Nia Williams

Personal information
- Full name: Nia Jensen
- Birth name: Nia Williams
- Date of birth: September 19, 1990 (age 35)
- Place of birth: Roeland Park, Kansas, U.S.
- Height: 5 ft 4 in (1.63 m)
- Position: Defender

College career
- Years: Team / Apps / (Gls)
- 2009–2012: Missouri State Lady Bears

Senior career*
- Years: Team / Apps / (Gls)
- 2013–2014: FC Kansas City / 9 / (0)

= Nia Williams =

American soccer player (born 1990)

Nia Jensen (born September 19, 1990) is an American retired soccer player who played as a defender for FC Kansas City in the National Women's Soccer League.

==Early life==
Born in Roeland Park, Kansas to Huw Williams and Nina Leek, Williams attended and played for St. James Academy in Lenexa, Kansas. In 2009, she was named Shawnee Dispatch Female Athlete of the Year for after starting as a defender all four years for St. James. A three-time all-state and two-time all-metro selection, Williams also earned all-conference and all-state academic honors in 2009 and all-county honors in 2008. She helped lead her squad to the state championship during her final two seasons at the school. In 2006, Williams was an all-conference honoree as a sophomore and earned her first of three consecutive team MVP awards as a freshman. In 2008, she was named conference defensive player of the year.
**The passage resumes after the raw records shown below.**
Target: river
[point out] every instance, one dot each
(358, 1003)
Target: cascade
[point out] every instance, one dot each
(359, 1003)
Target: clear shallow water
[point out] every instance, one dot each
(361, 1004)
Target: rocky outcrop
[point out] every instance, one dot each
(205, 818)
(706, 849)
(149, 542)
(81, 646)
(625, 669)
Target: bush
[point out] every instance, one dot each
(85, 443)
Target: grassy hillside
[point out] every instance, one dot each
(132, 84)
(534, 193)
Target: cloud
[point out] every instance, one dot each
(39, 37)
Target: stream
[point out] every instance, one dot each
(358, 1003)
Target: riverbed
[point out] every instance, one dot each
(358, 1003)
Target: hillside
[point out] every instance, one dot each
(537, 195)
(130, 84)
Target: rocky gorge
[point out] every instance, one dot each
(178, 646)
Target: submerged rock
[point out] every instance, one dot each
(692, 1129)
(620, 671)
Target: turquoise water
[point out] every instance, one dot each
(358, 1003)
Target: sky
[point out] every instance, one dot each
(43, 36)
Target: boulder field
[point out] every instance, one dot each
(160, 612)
===Missouri State University===
Williams attended Missouri State University where she majored in elementary education. As a defender for the Missouri State Bears, Williams started every match on defense during her freshman season. She recorded one point with an assist and tallied three shots, two of which were on goal. Williams was named to the Missouri Valley Conference (MVC) All-Freshman squad and received All-MVC honorable mention honors. During her sophomore season in 2010, she led the squad with six assists. She was named MVC Defensive Player of the Week on September 7. Williams earned All-MVC second team honors and, after registering an assist in the MVC Championship match, was named to the MVC All-Tournament team. She was also named MVC Scholar-Athlete honorable mention. As a junior, Williams registered a team-high of five assists and was named an All-MVC second team selection. She also helped lead the defense to a 1.11 goals against average and eight shutouts.

During the span of her collegiate career, Williams started all 69 matches that she appeared in and was a three-time MVC Defensive Player of the Week honoree. A defensive leader, Williams was a major part of the Bears' defense that allowed just two home goals in nine matches during her final season.

==Club career==
Williams was selected during the fourth round (27th overall) of the 2013 NWSL College Draft, going to FC Kansas City. She made her debut for the Blues during a match against the Boston Breakers on May 18, 2013, in which the squad won 2–0, continuing their undefeated streak at home.

==Personal life==
Her father, Huw Williams, played professionally for the Blackburn Rovers in the U.K. and was an assistant coach for FC Kansas City. He later went on to be its general manager and the head coach of the new Kansas City Current club before being fired in 2021.